Uma idosa descreve a explicação recebida sobre o tratamento: Essa perna aí, eu tive que fazer enxerto [...] eu machuquei, teve que cortar, né, aí eu fiquei... pelejando, né? Ia e voltava. Não pegava [o enxerto]. Tornava a ir e não pegava. Depois o doutor falou assim: 'agora você vai ficar aí e nós vai fazer um serviço pra valer'. E fez mesmo! Aí cortou a carne da perna tudo, que tinha que cortar, senão dava câncer né (M8, 83 anos, viúva).
Embora nesses relatos os profissionais tenham buscado resolver os problemas, nota-se um olhar fragmentado do profissional e do serviço ao assistir uma pessoa idosa. Possivelmente isso reflita a formação recebida e o desconhecimento de que, também na velhice, a saúde requer um cuidado integral6, que incorpore questões relativas à subjetividade e outras específicas oriundas do próprio processo do envelhecimento humano, vivenciadas no meio sociocultural e na história de vida do sujeito.

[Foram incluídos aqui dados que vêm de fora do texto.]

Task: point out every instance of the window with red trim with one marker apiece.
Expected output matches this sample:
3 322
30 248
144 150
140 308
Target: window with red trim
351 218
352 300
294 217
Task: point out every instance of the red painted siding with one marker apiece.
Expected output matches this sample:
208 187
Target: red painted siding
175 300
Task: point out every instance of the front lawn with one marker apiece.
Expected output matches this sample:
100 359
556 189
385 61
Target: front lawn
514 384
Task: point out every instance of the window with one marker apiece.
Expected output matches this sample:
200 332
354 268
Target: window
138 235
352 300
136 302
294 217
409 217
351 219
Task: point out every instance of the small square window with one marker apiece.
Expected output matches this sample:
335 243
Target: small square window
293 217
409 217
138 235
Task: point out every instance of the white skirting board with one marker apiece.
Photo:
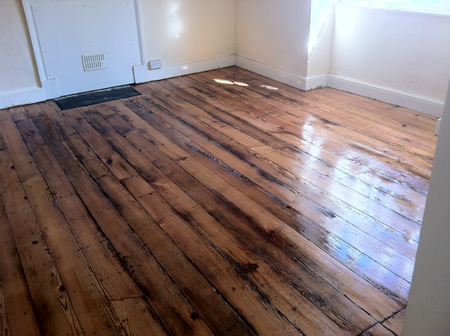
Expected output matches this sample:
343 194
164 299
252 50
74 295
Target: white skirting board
386 95
299 82
307 83
142 74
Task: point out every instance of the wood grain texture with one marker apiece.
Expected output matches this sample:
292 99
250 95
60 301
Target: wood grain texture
208 208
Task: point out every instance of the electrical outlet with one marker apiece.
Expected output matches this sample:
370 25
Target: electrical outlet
156 64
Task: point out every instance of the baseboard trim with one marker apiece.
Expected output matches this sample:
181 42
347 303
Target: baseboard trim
23 97
386 95
142 74
271 72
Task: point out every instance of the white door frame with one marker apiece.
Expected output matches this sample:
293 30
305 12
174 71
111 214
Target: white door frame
50 85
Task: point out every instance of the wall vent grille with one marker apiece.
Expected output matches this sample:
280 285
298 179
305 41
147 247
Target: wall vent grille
93 62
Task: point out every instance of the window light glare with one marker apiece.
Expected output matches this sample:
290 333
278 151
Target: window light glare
424 6
223 81
269 87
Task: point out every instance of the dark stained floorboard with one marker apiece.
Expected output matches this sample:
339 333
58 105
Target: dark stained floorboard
204 208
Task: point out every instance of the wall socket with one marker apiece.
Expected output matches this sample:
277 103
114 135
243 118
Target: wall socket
156 64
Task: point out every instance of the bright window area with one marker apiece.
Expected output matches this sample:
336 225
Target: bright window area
425 6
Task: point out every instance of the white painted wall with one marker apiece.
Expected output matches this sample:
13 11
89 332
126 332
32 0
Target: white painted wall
17 68
428 311
274 33
403 52
188 31
188 36
320 39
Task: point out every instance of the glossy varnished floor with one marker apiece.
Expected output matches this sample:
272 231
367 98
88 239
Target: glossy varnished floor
239 207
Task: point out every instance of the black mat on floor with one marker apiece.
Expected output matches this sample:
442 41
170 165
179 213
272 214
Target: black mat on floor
96 97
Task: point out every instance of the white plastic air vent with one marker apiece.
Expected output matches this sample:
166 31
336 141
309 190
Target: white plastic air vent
93 62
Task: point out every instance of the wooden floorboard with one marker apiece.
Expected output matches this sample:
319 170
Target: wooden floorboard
216 203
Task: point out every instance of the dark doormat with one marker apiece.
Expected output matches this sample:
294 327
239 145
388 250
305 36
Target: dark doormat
95 97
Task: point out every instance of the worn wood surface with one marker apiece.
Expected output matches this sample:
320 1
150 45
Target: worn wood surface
216 203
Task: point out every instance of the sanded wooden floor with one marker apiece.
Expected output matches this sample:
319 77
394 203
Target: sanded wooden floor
239 207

Homens buscam cuidados: [o médico] só falou comigo assim: 'o senhor não preocupa muito não, caça um jeito de ficar mais despreocupado, repouso, isso maior que você sente agora é idade. Essa idade da gente aparece uma coisinha aqui, aparece outra por lá, o senhor não tem que preocupar, não'. (H7, 84 anos, casado); e É meio sem recurso, porque a coluna não sara, cuidando a tempo conserva, conforme a vez que dá, melhora, mas sarar não sara não. [...] Quantos anos que isso tá me acompanhando! Agora é convencer como que tá, repouso, ficar quietinho e usar os remedinhos. É isso aí. [H36, 84 anos, casado]; e Vou ao médico diário [...]. Dá aquela perrengada, ele [o médico] arranja aquele remédio e fala: 'Cê leva esse e vai tomando, acaba uma receita e pega outra e, na hora que piorar mais, cê volta. (H23, 82 anos, casado, grifo nosso). Outra mulher reproduz e interpreta o que ouviu: O médico falou [...] que eu constipei os ossos. Agora não tem jeito, não. [...] O médico não cura. É igual lenha. Lenha secou, complica, né? (M8, 83 anos, viúva).
Importante compreender que tudo o que for efetivamente dito, insinuado ou mal esclarecido será interpretado: as pessoas e famílias escutam por meio de filtros históricos, culturais, étnicos muito diferentes5,12-14,22. Logo, a experiência da doença não pode ser considerada um simples reflexo do processo patológico no sentido biomédico do termo; e sim uma construção cultural expressa em "maneiras específicas de pensar e agir"7. O saber profano dos entrevistados obedece à sua visão do mundo para dizer dos sofrimentos ou surpresas que o corpo revela, mas a medicina "não escuta deste ouvido, pois participa de uma cultura sábia, própria a um grupo restrito" com outros valores e conhecimentos19. A língua do médico não é a de quem vive a experiência corporal, imersa em atitudes e valores culturais próprios, que a cultura médica desconhece12-14,19,21,22.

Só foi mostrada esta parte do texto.